Per me la soluzione migliore sarebbe sarebbe attivare un percorso abilitante serio presso le Università che sia stabile e annuale accessibile sia a neolaureati che a personale precario come me. Fare tutta la parte teorica in comune e, per i neolaureati, fargli fare anche un periodo di tirocinio, mentre per chi già insegna senza tirocinio.

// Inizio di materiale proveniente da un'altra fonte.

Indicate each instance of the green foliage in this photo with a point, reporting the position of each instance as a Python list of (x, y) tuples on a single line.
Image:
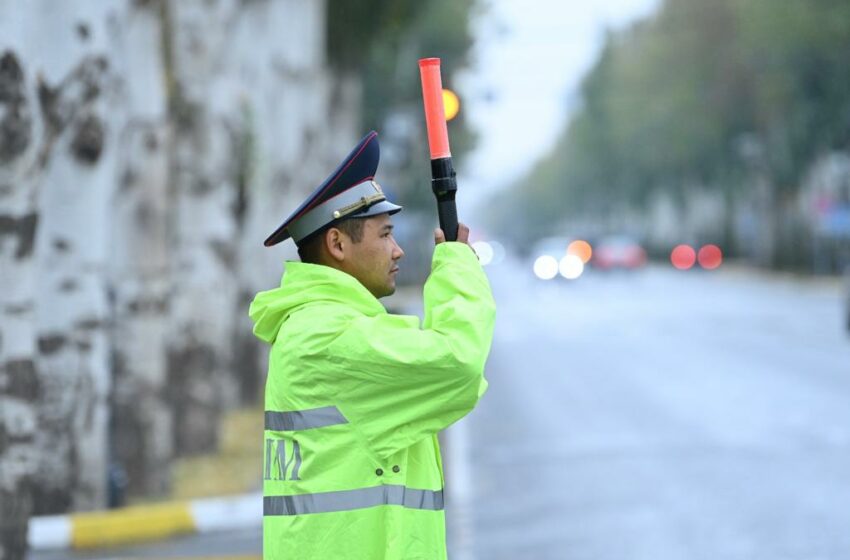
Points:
[(702, 92)]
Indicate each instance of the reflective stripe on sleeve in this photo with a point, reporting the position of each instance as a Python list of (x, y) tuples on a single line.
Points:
[(304, 419), (347, 500)]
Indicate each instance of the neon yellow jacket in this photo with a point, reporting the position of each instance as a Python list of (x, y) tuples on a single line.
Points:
[(354, 399)]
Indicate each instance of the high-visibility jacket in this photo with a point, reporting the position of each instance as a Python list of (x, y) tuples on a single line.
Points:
[(354, 399)]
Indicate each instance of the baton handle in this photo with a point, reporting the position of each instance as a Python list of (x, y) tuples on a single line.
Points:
[(447, 210), (444, 185)]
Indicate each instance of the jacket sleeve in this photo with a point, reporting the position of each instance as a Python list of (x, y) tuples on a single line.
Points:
[(399, 383)]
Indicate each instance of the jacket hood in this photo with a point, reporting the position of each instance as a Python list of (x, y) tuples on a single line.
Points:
[(307, 284)]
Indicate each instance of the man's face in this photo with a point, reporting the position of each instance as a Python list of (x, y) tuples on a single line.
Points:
[(374, 260)]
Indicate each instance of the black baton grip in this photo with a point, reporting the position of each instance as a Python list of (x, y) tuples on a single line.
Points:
[(444, 185), (447, 210)]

Alla fine di questo percorso si farebbe una graduatoria alla quale si attinge sia per le assunzioni in ruolo che per le supplenze.

Poi dai prossimi anni, il prima possibile, inserire stabilmente il percorso abilitante all’interno delle specialistiche universitarie, sul modello di Scienze della Formazione Primaria o di scienze infermieristiche.
In pratica il giovane studente che ha la passione per l’insegnamento può continuare negli studi e laurearsi in lettere, matematica, fisica e tutte le altre discipline, conseguendo con la laurea già l’abilitazione.

FATTORE COMUNE E INDISPENSABILE, A MIO MODESTO AVVISO, DOVRà ESSERE L’BILITAZIONE ALL’INSEGNAMENTO COME TUTTE LE ALTRE PROFESSIONI.
Poi, dopo l’assunzione in ruolo, fissare un minimo ogni anno di crediti formativi universitari (CFU) da dover sostenere obbligatoriamente presso le università per una formazione continua.

Vi Ringrazio e per il gran lavoro che svolgete.